I recently read a CNN article that explained that studies have shown that childhood trauma has been shown to later affect the grown adult’s relationship to money and finances. Basically, the instability and stress of living in a financially precarious household often causes extremes in people as they reach adulthood. Many become extremely conservative with money and have very little appetite for risk. Others become extreme risk takers because, why not? They’ve seen that many things can be taken from you in the blink of an eye so why not take advantage of what you’ve got, when you’ve got it. This resonated with me quite a bit as I can see my own behavior in those statements.
I also have a default mental schema in which I immediately calculate the worst case scenario of any situation. There is no better way to ensure a constant feeling of dread and endless background monkey chatter in your subconscious than always seeing the glass as half full…of some sort of clear corrosive liquid. On the surface, you think this is a helpful survival instinct that prepares your for all eventualities. In reality, it’s actually a trauma response from never having your needs met. You think that if you prepare for the worst, it will inoculate you against the eventual hurt and disappointment. It doesn’t, though, and you will still feel those raw emotions if the worst happens. However, is something good happens it will also rob you of the chance to be happy and live in the moment. Your monkey brain is just waiting for the shoe to drop and have it all snatched away from you.

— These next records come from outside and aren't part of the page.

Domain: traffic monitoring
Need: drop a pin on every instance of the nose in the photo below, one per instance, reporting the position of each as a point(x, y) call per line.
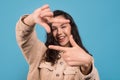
point(59, 31)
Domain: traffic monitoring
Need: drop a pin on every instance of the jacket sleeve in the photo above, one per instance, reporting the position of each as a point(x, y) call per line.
point(93, 75)
point(31, 47)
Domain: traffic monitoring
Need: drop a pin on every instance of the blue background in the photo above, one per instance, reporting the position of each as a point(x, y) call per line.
point(99, 27)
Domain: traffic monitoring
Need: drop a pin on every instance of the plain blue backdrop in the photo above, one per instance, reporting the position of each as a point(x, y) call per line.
point(99, 26)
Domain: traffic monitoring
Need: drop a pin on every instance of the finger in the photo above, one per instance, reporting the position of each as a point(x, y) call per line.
point(59, 48)
point(55, 20)
point(73, 43)
point(47, 14)
point(44, 7)
point(46, 26)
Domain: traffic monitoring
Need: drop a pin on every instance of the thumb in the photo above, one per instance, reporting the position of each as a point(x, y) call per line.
point(73, 43)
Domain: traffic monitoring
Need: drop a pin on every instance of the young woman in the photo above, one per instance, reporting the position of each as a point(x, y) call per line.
point(63, 56)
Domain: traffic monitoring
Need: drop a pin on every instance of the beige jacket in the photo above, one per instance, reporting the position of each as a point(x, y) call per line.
point(33, 51)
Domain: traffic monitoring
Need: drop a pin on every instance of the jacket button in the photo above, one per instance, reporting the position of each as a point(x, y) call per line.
point(57, 75)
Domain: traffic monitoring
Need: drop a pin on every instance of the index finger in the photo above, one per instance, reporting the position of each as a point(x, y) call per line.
point(59, 48)
point(54, 20)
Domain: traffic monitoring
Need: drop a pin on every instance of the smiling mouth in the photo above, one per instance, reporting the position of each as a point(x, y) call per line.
point(61, 38)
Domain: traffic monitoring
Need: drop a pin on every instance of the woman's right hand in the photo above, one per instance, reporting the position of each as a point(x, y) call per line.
point(41, 16)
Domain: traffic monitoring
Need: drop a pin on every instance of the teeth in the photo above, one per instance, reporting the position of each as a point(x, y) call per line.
point(61, 37)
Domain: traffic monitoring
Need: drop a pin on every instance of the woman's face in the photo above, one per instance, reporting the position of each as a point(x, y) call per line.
point(61, 32)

The ultimate irony is that 99.99% of the doomsday scenarios you replay in your head will never play out or, if even they do, won’t kill you. However, constantly keeping your mind and body in panic mode will absolutely shorten your existence on this mortal coil and make you incapable of enjoying what remaining time you might have. So maybe the glass isn’t half full or half empty. It’s just a glass with a some liquid in it. How you feel about it isn’t material or necessarily helpful.